One Good Friday she took me to Notre Dame to hear the sermon on the Passion.

Spring had come in April. The moon when we arrived was mounting toward the open sky just above the towers of the old cathedral, bathed in the blue of the pure night. Inside, the crowd was so great that we could not reach a church-warden’s pew, and with great difficulty I got a chair for her at the back, in the midst of the throng.

The voice of the preacher, which had sounded thin to me as we entered, reached us, distinct, insistent and powerful. It carried with it the generosity of a heart that gives itself until it is exhausted. It filled the immense edifice to the very shadows at the back, shadows which covered also the transepts and the upper vaulting, making the lighted portions of the church seem menaced by it on all sides.

We heard the story of the Mount of Olives. The Disciples went to sleep while Jesus was enduring His agony. Likewise, about us and within us, the moral life of others and ourselves suffers while we sleep. Later, too late, when I awakened from my cruel sleep, I was destined to recall with bitterness that warning which I had not heeded. We saw about us all the visible and varied forms of cowardice, the cowardice of the official, of the judge, of the crowd, of friends. All the truth of human character shines out in the Gospel. In this series of denials, one can see his own denying, just as one instinctively feels his pockets when he hears the cry of “Thief.” I alone, perhaps, of those present, gave the ceremony the interest of the mere amateur.

Next to us, an old news man, who had stopped his shouting only at the door, crowding in through several rows of chairs, stood still, suddenly captive, with his pile of papers under his arm. It was the death of Righteousness. He uttered a long sob of indignation and pity, like a half-uttered howl, held out his free arm before him in an involuntary gesture, and then went away again upon his route. Outside once more he tried to cry his papers, but emotion still gripped his throat. For an instant he had offered himself to God. I have never known that instant; I have never made that offering. It was now I who was callous.

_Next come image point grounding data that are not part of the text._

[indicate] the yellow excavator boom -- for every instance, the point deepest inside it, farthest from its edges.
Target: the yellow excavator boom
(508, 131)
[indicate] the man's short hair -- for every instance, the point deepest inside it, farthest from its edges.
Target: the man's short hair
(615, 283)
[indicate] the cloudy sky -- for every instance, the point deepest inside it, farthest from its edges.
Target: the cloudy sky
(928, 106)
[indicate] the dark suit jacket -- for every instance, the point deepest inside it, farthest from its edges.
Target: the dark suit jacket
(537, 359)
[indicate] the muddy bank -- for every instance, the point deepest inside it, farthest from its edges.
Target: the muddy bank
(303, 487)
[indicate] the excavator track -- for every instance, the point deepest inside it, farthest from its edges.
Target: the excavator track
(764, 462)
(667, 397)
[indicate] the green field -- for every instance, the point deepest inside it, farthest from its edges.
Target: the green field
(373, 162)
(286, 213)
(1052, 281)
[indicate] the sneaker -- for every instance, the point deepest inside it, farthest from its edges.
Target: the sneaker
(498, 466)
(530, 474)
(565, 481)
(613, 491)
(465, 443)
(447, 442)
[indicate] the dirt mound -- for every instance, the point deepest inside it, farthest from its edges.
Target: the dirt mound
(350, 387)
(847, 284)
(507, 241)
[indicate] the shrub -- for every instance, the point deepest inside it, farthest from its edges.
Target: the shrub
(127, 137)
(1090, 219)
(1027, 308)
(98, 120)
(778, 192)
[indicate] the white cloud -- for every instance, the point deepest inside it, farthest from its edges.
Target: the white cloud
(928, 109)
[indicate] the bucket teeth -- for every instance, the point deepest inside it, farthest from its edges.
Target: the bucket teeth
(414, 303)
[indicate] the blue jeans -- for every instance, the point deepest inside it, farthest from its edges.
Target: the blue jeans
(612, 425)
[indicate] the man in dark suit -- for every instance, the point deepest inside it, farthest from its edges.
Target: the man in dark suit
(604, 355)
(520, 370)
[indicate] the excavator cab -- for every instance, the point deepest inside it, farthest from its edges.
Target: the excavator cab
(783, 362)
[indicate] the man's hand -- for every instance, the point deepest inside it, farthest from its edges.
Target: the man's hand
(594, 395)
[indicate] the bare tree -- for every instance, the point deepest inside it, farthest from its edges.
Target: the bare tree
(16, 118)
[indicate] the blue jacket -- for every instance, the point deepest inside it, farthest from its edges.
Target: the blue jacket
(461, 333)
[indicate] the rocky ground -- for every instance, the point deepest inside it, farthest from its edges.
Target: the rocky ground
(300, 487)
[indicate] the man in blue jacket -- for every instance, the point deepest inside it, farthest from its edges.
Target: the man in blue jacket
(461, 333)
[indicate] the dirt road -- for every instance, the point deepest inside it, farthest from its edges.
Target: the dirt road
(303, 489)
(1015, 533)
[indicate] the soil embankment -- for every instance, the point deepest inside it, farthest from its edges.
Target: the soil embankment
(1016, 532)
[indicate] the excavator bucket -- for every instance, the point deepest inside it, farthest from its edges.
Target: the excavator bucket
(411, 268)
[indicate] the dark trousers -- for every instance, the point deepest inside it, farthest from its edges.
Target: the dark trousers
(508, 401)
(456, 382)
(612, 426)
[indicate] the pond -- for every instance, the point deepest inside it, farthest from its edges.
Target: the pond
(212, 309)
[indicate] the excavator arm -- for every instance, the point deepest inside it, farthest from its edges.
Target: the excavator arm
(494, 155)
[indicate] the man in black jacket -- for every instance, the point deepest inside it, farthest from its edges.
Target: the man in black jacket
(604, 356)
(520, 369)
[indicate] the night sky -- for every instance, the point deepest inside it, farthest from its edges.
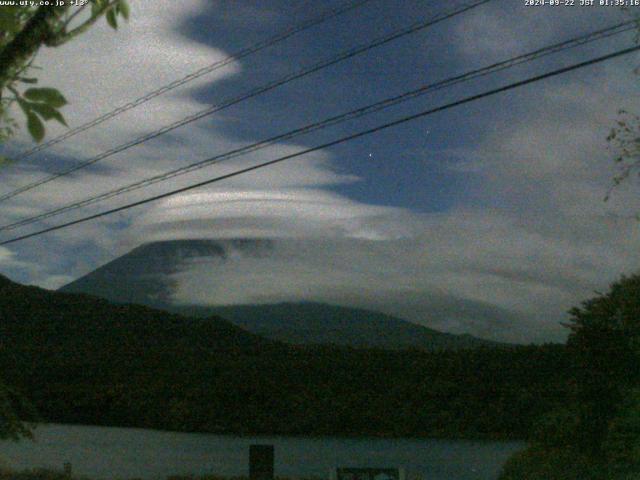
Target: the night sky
(486, 219)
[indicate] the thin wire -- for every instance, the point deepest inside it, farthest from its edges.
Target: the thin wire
(324, 16)
(250, 94)
(354, 136)
(496, 67)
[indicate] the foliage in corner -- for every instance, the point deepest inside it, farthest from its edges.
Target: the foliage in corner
(598, 436)
(23, 31)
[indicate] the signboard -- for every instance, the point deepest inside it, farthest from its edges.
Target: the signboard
(369, 474)
(261, 462)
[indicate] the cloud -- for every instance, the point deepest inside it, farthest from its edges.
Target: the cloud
(530, 238)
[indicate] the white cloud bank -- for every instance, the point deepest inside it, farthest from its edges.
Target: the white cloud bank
(535, 240)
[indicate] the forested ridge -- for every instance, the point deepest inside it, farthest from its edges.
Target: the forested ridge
(82, 360)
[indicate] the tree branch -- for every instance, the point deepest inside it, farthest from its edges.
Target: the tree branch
(26, 43)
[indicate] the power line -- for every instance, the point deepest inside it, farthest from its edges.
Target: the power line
(252, 93)
(490, 69)
(496, 67)
(354, 136)
(324, 16)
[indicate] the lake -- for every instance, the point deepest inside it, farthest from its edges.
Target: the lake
(101, 452)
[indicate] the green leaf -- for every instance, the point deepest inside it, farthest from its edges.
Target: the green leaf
(35, 126)
(46, 95)
(48, 112)
(112, 20)
(24, 106)
(123, 9)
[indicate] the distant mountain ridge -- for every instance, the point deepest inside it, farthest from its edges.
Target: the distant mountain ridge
(310, 323)
(80, 359)
(144, 276)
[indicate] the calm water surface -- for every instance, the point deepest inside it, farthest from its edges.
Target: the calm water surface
(125, 453)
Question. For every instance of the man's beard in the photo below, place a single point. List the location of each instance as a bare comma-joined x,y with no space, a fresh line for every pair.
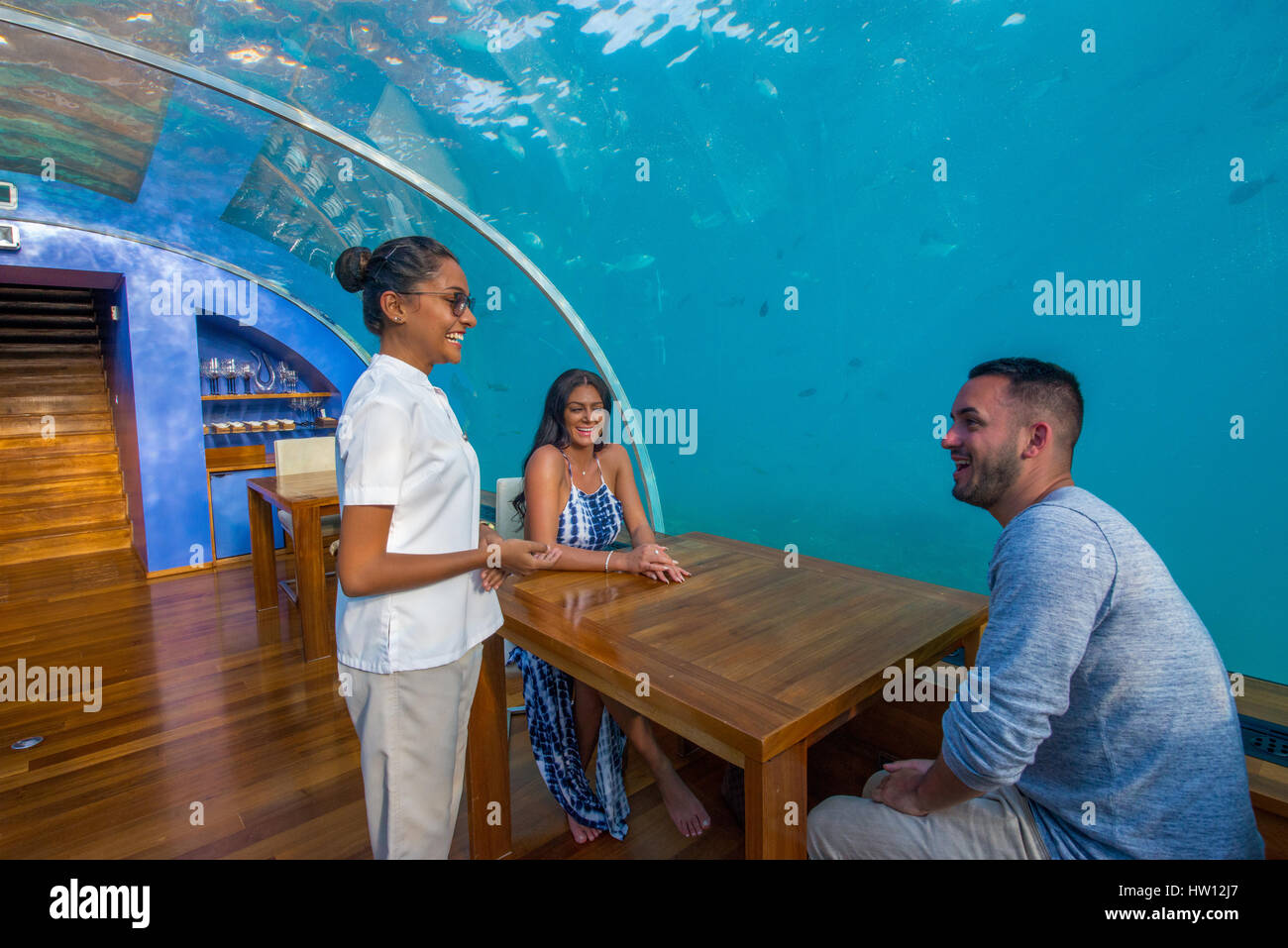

When we left, the moon, detached from the towers, was sailing through the open sky. The clear night, so blue and pure, enveloped the sombre cathedral. Ranged along one side of the square the waiting automobiles quivered incongruously at the foot of the old black building.

At last, we found our carriage. “Was it not beautiful?” Raymonde asked immediately.

I agreed without interest, from courtesy, instead of giving way to my emotions as I had been invited to do. For a second short space of time, I surprised her in the act of trembling. Still, I continued to believe in her apathy, her reputation for it was so well established. When one holds to the judgment of the world one can not appreciate his own fireside.